Controlling for Stereotypes in Multimodal Language Model Evaluation
This work addresses the issue of stereotype bias in multimodal AI evaluation for researchers and developers, providing a controlled setting to assess model reliance on visual signals, though it is incremental as it builds on existing evaluation frameworks.
The authors tackled the problem of measuring how much multimodal language models rely on visual signals versus stereotypes by proposing a methodology and two benchmark sets for stereotypical colors and gender. Their results showed significant variation among models, with FLAVA being more sensitive to images and less affected by stereotypes compared to older models like VisualBERT and LXMERT.

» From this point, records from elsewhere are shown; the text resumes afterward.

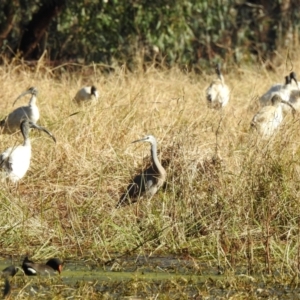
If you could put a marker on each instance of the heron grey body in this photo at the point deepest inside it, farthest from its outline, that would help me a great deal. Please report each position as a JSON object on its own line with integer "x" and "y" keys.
{"x": 148, "y": 182}
{"x": 217, "y": 94}
{"x": 86, "y": 95}
{"x": 11, "y": 123}
{"x": 15, "y": 161}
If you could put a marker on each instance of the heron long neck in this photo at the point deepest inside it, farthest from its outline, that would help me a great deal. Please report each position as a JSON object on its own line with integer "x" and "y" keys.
{"x": 156, "y": 163}
{"x": 220, "y": 76}
{"x": 25, "y": 133}
{"x": 32, "y": 100}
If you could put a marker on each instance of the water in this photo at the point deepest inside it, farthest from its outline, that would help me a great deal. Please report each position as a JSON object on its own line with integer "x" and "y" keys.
{"x": 143, "y": 277}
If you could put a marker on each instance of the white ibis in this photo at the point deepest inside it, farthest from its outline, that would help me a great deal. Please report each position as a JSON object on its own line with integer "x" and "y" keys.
{"x": 283, "y": 90}
{"x": 86, "y": 95}
{"x": 52, "y": 266}
{"x": 149, "y": 181}
{"x": 268, "y": 119}
{"x": 11, "y": 123}
{"x": 15, "y": 161}
{"x": 217, "y": 94}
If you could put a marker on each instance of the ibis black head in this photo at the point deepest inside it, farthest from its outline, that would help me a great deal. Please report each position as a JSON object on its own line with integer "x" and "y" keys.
{"x": 293, "y": 76}
{"x": 218, "y": 69}
{"x": 94, "y": 91}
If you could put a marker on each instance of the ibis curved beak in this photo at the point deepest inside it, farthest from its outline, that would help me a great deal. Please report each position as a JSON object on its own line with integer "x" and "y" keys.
{"x": 29, "y": 91}
{"x": 140, "y": 140}
{"x": 33, "y": 125}
{"x": 290, "y": 105}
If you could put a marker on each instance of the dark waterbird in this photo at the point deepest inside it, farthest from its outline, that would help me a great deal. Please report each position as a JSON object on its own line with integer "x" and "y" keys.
{"x": 52, "y": 266}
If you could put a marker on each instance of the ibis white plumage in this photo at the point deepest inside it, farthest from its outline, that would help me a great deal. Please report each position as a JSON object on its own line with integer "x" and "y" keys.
{"x": 282, "y": 90}
{"x": 11, "y": 123}
{"x": 15, "y": 161}
{"x": 268, "y": 119}
{"x": 86, "y": 95}
{"x": 218, "y": 93}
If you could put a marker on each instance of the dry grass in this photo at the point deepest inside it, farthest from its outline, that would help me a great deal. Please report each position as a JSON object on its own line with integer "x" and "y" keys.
{"x": 238, "y": 206}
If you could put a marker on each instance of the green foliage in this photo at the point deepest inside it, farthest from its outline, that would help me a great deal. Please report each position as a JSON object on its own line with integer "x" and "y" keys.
{"x": 180, "y": 31}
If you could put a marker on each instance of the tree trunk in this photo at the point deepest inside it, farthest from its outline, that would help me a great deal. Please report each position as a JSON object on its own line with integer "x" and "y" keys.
{"x": 36, "y": 28}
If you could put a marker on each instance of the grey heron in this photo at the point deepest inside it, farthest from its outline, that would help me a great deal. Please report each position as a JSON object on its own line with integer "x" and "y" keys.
{"x": 86, "y": 95}
{"x": 217, "y": 94}
{"x": 15, "y": 161}
{"x": 149, "y": 181}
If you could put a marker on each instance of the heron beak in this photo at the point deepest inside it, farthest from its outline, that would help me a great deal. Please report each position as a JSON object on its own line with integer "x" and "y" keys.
{"x": 23, "y": 94}
{"x": 32, "y": 125}
{"x": 140, "y": 140}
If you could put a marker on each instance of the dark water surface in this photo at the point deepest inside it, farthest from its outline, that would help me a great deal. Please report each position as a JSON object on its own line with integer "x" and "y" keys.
{"x": 151, "y": 278}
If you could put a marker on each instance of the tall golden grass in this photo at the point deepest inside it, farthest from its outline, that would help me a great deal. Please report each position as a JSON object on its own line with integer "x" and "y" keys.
{"x": 230, "y": 197}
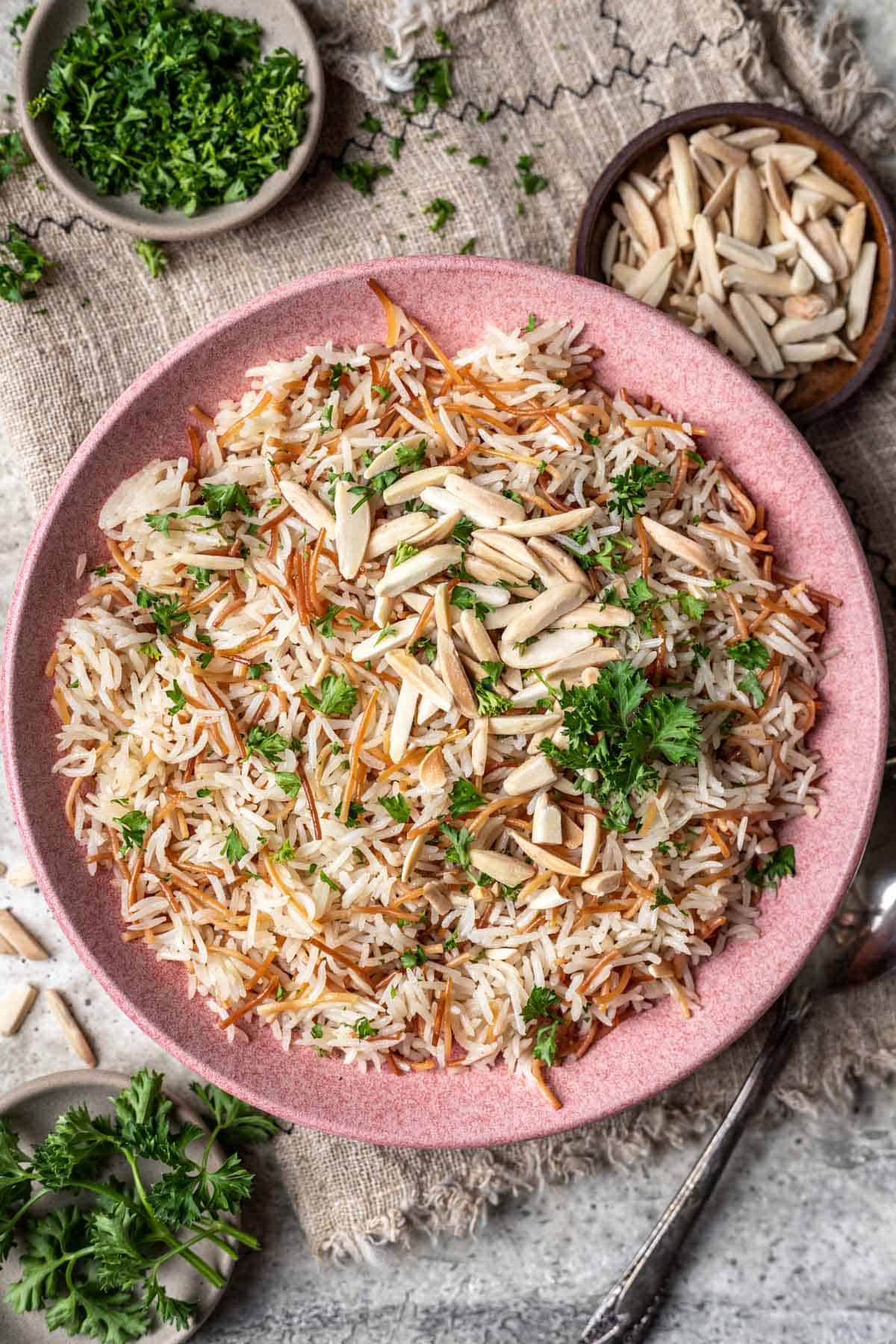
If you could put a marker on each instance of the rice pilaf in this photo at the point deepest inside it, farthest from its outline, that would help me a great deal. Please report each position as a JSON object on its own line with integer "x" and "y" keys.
{"x": 438, "y": 712}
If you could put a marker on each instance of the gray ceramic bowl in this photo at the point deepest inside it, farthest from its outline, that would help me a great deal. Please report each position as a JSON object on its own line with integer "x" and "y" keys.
{"x": 33, "y": 1110}
{"x": 282, "y": 26}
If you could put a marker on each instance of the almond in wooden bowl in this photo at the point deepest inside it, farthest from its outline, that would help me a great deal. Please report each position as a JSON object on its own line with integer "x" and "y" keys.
{"x": 761, "y": 230}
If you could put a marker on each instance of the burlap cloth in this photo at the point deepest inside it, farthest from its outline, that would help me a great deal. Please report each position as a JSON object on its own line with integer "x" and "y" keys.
{"x": 570, "y": 82}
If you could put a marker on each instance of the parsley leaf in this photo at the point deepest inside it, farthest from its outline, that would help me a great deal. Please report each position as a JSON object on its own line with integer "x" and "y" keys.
{"x": 464, "y": 799}
{"x": 750, "y": 653}
{"x": 396, "y": 806}
{"x": 234, "y": 850}
{"x": 781, "y": 865}
{"x": 337, "y": 697}
{"x": 630, "y": 488}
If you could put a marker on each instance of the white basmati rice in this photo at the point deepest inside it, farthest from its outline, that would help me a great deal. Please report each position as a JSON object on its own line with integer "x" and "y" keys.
{"x": 361, "y": 939}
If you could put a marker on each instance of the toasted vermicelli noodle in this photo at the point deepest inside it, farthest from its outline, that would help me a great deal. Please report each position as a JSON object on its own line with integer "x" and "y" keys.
{"x": 252, "y": 673}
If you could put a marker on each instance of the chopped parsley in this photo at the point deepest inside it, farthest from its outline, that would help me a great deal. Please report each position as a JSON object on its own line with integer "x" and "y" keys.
{"x": 467, "y": 601}
{"x": 781, "y": 865}
{"x": 630, "y": 488}
{"x": 617, "y": 729}
{"x": 234, "y": 850}
{"x": 176, "y": 698}
{"x": 441, "y": 210}
{"x": 750, "y": 653}
{"x": 529, "y": 181}
{"x": 326, "y": 623}
{"x": 396, "y": 806}
{"x": 173, "y": 104}
{"x": 152, "y": 255}
{"x": 270, "y": 745}
{"x": 541, "y": 1001}
{"x": 134, "y": 830}
{"x": 692, "y": 606}
{"x": 337, "y": 697}
{"x": 464, "y": 799}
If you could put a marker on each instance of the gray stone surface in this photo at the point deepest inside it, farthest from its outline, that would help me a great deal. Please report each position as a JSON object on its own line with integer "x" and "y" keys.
{"x": 797, "y": 1248}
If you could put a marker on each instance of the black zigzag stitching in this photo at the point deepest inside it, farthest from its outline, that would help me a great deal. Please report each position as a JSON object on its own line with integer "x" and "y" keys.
{"x": 65, "y": 225}
{"x": 535, "y": 100}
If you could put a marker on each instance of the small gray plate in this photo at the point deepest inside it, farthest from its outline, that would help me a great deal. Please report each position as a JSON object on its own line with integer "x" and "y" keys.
{"x": 33, "y": 1110}
{"x": 282, "y": 26}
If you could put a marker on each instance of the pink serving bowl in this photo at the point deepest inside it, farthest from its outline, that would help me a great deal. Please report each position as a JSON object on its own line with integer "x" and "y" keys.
{"x": 645, "y": 351}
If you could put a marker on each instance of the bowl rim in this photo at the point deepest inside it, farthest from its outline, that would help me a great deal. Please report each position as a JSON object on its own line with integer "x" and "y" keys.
{"x": 501, "y": 1128}
{"x": 709, "y": 112}
{"x": 175, "y": 228}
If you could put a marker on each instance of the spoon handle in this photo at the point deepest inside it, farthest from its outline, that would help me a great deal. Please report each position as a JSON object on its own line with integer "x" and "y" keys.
{"x": 626, "y": 1312}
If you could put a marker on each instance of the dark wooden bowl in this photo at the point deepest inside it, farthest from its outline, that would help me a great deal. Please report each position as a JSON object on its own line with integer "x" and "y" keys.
{"x": 832, "y": 382}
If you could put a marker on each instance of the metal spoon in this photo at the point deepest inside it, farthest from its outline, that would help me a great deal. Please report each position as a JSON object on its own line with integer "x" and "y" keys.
{"x": 860, "y": 947}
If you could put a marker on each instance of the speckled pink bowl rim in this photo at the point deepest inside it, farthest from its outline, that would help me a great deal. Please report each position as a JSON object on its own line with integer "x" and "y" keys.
{"x": 645, "y": 351}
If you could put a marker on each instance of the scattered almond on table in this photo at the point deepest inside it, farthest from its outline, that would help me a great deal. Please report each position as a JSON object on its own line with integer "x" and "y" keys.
{"x": 741, "y": 237}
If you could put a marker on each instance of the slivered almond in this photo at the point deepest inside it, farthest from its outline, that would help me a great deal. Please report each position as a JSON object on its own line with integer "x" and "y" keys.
{"x": 547, "y": 650}
{"x": 505, "y": 870}
{"x": 536, "y": 616}
{"x": 795, "y": 329}
{"x": 806, "y": 248}
{"x": 650, "y": 272}
{"x": 422, "y": 678}
{"x": 704, "y": 246}
{"x": 593, "y": 613}
{"x": 500, "y": 558}
{"x": 744, "y": 255}
{"x": 551, "y": 523}
{"x": 411, "y": 856}
{"x": 422, "y": 566}
{"x": 859, "y": 297}
{"x": 544, "y": 858}
{"x": 433, "y": 772}
{"x": 641, "y": 217}
{"x": 402, "y": 721}
{"x": 824, "y": 235}
{"x": 852, "y": 231}
{"x": 547, "y": 821}
{"x": 308, "y": 507}
{"x": 395, "y": 530}
{"x": 722, "y": 196}
{"x": 685, "y": 179}
{"x": 726, "y": 327}
{"x": 70, "y": 1027}
{"x": 748, "y": 211}
{"x": 415, "y": 483}
{"x": 751, "y": 323}
{"x": 477, "y": 636}
{"x": 817, "y": 181}
{"x": 454, "y": 676}
{"x": 480, "y": 745}
{"x": 561, "y": 559}
{"x": 509, "y": 725}
{"x": 594, "y": 655}
{"x": 379, "y": 643}
{"x": 15, "y": 1007}
{"x": 603, "y": 883}
{"x": 790, "y": 161}
{"x": 679, "y": 544}
{"x": 590, "y": 841}
{"x": 508, "y": 546}
{"x": 481, "y": 504}
{"x": 352, "y": 531}
{"x": 440, "y": 529}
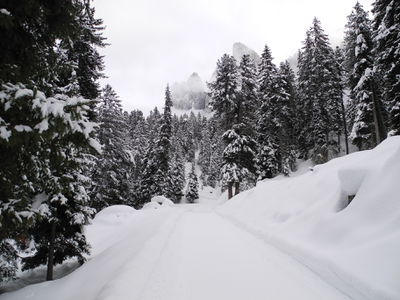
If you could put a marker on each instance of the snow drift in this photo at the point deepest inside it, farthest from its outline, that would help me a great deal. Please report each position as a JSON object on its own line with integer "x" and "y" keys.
{"x": 342, "y": 219}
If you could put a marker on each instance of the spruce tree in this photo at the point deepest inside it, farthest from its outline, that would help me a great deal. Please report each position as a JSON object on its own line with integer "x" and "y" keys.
{"x": 113, "y": 169}
{"x": 224, "y": 91}
{"x": 386, "y": 28}
{"x": 192, "y": 193}
{"x": 269, "y": 156}
{"x": 238, "y": 162}
{"x": 248, "y": 94}
{"x": 319, "y": 101}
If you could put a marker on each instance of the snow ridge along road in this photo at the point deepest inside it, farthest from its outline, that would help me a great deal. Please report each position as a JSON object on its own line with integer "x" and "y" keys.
{"x": 187, "y": 252}
{"x": 209, "y": 258}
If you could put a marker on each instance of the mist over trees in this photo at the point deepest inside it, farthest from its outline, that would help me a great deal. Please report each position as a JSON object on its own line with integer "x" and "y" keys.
{"x": 68, "y": 149}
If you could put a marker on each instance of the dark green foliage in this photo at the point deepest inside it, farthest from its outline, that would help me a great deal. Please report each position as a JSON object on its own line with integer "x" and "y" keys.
{"x": 192, "y": 193}
{"x": 386, "y": 27}
{"x": 114, "y": 166}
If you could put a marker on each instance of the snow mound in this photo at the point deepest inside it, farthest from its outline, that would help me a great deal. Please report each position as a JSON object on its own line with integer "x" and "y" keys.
{"x": 151, "y": 205}
{"x": 115, "y": 214}
{"x": 162, "y": 200}
{"x": 342, "y": 219}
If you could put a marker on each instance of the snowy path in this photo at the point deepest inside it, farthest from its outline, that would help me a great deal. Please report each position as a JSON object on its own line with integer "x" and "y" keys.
{"x": 182, "y": 253}
{"x": 209, "y": 258}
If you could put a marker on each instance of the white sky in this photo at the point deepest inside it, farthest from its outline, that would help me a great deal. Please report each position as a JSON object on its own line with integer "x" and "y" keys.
{"x": 155, "y": 42}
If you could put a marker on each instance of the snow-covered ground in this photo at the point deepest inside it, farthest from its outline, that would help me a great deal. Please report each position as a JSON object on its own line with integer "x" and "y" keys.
{"x": 288, "y": 238}
{"x": 356, "y": 247}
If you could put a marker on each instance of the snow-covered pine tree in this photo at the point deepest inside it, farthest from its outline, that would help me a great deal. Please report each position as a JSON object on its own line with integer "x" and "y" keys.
{"x": 114, "y": 166}
{"x": 288, "y": 116}
{"x": 360, "y": 80}
{"x": 45, "y": 139}
{"x": 138, "y": 132}
{"x": 248, "y": 95}
{"x": 192, "y": 191}
{"x": 386, "y": 27}
{"x": 317, "y": 79}
{"x": 155, "y": 180}
{"x": 341, "y": 83}
{"x": 45, "y": 136}
{"x": 176, "y": 178}
{"x": 224, "y": 91}
{"x": 268, "y": 157}
{"x": 238, "y": 160}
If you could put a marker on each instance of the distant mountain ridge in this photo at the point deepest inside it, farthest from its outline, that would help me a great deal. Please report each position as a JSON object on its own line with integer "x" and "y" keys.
{"x": 192, "y": 93}
{"x": 189, "y": 94}
{"x": 240, "y": 49}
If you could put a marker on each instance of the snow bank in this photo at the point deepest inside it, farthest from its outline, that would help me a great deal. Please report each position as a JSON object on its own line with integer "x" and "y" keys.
{"x": 151, "y": 205}
{"x": 354, "y": 245}
{"x": 115, "y": 214}
{"x": 162, "y": 200}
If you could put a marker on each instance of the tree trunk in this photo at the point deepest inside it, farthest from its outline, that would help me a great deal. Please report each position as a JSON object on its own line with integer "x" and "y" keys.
{"x": 346, "y": 134}
{"x": 50, "y": 261}
{"x": 380, "y": 130}
{"x": 230, "y": 185}
{"x": 237, "y": 187}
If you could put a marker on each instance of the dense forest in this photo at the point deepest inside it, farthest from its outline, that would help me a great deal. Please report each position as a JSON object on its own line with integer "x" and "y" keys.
{"x": 68, "y": 149}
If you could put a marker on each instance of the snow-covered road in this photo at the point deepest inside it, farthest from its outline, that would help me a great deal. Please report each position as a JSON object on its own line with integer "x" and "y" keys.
{"x": 207, "y": 257}
{"x": 182, "y": 253}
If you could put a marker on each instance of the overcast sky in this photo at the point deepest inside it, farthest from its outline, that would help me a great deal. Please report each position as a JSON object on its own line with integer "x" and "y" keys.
{"x": 155, "y": 42}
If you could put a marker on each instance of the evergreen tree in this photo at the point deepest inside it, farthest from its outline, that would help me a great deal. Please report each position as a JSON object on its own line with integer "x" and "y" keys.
{"x": 269, "y": 156}
{"x": 362, "y": 133}
{"x": 387, "y": 53}
{"x": 114, "y": 166}
{"x": 340, "y": 87}
{"x": 238, "y": 158}
{"x": 176, "y": 179}
{"x": 288, "y": 116}
{"x": 156, "y": 173}
{"x": 224, "y": 91}
{"x": 47, "y": 155}
{"x": 192, "y": 193}
{"x": 320, "y": 99}
{"x": 248, "y": 94}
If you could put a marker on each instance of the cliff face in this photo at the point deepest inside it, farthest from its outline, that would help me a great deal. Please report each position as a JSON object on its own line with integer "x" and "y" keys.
{"x": 190, "y": 93}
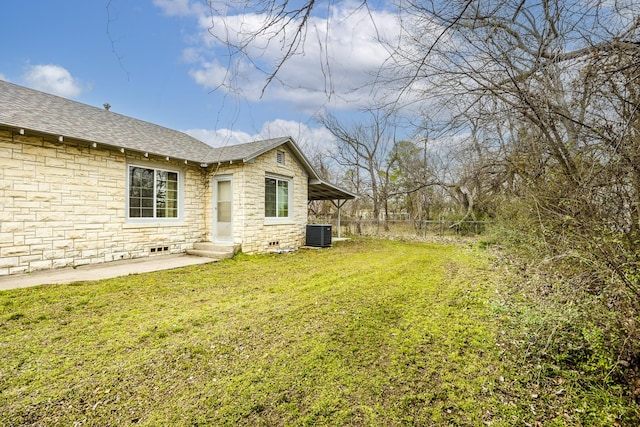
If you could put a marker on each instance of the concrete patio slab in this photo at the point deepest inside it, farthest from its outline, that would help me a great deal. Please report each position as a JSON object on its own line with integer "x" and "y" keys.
{"x": 101, "y": 271}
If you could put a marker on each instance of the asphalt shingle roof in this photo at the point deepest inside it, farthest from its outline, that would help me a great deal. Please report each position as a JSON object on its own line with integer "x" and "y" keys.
{"x": 42, "y": 112}
{"x": 29, "y": 109}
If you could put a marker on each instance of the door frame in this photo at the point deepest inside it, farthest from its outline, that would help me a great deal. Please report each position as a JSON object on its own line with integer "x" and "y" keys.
{"x": 214, "y": 230}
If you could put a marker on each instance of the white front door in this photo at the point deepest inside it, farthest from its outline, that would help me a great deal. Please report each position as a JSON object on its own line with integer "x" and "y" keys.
{"x": 222, "y": 209}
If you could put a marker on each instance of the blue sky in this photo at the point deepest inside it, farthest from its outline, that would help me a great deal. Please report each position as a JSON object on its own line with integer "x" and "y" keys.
{"x": 157, "y": 60}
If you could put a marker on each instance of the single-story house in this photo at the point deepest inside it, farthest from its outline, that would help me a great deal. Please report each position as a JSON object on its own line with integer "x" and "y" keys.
{"x": 83, "y": 185}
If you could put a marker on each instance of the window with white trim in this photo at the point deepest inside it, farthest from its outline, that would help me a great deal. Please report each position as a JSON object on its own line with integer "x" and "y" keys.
{"x": 153, "y": 193}
{"x": 277, "y": 197}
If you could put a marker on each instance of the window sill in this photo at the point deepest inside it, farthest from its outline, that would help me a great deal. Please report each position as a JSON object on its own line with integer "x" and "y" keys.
{"x": 154, "y": 224}
{"x": 284, "y": 221}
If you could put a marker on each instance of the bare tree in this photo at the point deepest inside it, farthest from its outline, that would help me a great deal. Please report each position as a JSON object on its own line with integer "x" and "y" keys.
{"x": 362, "y": 149}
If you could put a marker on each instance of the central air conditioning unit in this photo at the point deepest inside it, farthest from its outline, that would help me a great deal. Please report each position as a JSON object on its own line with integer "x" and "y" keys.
{"x": 319, "y": 235}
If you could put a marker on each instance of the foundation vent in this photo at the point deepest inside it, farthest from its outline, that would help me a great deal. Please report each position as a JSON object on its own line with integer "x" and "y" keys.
{"x": 159, "y": 249}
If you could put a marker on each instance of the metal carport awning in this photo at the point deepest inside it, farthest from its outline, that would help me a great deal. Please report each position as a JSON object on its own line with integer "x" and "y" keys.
{"x": 320, "y": 190}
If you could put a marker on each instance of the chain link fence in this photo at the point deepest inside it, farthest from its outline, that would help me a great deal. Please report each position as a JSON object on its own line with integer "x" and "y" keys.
{"x": 421, "y": 229}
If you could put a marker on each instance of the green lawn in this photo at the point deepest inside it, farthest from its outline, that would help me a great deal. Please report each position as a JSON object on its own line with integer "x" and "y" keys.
{"x": 370, "y": 332}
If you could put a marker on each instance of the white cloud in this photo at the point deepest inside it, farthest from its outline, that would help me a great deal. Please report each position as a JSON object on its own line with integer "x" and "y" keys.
{"x": 220, "y": 137}
{"x": 179, "y": 7}
{"x": 53, "y": 79}
{"x": 340, "y": 54}
{"x": 310, "y": 140}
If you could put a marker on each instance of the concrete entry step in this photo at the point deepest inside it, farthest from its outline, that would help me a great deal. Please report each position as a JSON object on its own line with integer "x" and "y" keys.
{"x": 214, "y": 250}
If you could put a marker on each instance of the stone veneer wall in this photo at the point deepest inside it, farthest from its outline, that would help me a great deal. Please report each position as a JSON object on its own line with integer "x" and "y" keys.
{"x": 251, "y": 229}
{"x": 63, "y": 204}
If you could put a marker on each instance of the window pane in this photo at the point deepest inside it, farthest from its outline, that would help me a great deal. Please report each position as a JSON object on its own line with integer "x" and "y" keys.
{"x": 270, "y": 197}
{"x": 283, "y": 199}
{"x": 152, "y": 193}
{"x": 140, "y": 184}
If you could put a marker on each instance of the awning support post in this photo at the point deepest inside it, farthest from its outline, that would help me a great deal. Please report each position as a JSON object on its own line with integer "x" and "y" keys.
{"x": 339, "y": 204}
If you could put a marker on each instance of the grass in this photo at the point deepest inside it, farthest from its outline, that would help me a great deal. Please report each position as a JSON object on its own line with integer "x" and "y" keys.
{"x": 368, "y": 333}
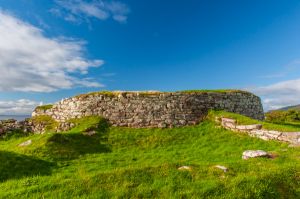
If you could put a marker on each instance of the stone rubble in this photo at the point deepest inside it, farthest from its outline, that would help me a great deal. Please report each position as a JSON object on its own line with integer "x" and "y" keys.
{"x": 154, "y": 109}
{"x": 256, "y": 130}
{"x": 185, "y": 168}
{"x": 254, "y": 154}
{"x": 26, "y": 143}
{"x": 225, "y": 169}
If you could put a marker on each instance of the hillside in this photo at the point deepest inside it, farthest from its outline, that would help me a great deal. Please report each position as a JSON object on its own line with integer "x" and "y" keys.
{"x": 120, "y": 162}
{"x": 295, "y": 107}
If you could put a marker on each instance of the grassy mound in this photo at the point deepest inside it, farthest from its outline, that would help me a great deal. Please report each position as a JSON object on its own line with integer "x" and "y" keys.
{"x": 143, "y": 163}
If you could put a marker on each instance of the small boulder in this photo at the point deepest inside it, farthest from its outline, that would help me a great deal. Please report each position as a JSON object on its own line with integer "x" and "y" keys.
{"x": 185, "y": 168}
{"x": 90, "y": 133}
{"x": 28, "y": 142}
{"x": 254, "y": 154}
{"x": 225, "y": 169}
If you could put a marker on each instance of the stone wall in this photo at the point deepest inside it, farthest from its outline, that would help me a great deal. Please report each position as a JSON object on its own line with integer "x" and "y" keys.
{"x": 154, "y": 109}
{"x": 11, "y": 125}
{"x": 255, "y": 130}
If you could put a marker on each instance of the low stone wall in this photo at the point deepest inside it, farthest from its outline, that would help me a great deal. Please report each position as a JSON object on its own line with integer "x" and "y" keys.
{"x": 11, "y": 125}
{"x": 256, "y": 130}
{"x": 154, "y": 109}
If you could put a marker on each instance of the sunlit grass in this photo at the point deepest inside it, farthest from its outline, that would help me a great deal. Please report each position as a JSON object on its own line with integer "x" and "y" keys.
{"x": 142, "y": 163}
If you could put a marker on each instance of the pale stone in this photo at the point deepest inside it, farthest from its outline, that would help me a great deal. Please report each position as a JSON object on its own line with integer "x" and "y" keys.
{"x": 28, "y": 142}
{"x": 185, "y": 168}
{"x": 225, "y": 169}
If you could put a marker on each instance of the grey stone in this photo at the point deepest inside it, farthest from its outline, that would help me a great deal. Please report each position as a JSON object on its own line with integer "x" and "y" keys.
{"x": 26, "y": 143}
{"x": 254, "y": 154}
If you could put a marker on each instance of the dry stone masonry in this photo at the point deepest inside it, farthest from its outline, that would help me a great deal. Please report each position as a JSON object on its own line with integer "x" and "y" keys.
{"x": 154, "y": 109}
{"x": 256, "y": 130}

We propose a methodology and design two benchmark sets for measuring to what extent language-and-vision language models use the visual signal in the presence or absence of stereotypes. The first benchmark is designed to test for stereotypical colors of common objects, while the second benchmark considers gender stereotypes. The key idea is to compare predictions when the image conforms to the stereotype to predictions when it does not. Our results show that there is significant variation among multimodal models: the recent Transformer-based FLAVA seems to be more sensitive to the choice of image and less affected by stereotypes than older CNN-based models such as VisualBERT and LXMERT. This effect is more discernible in this type of controlled setting than in traditional evaluations where we do not know whether the model relied on the stereotype or the visual signal.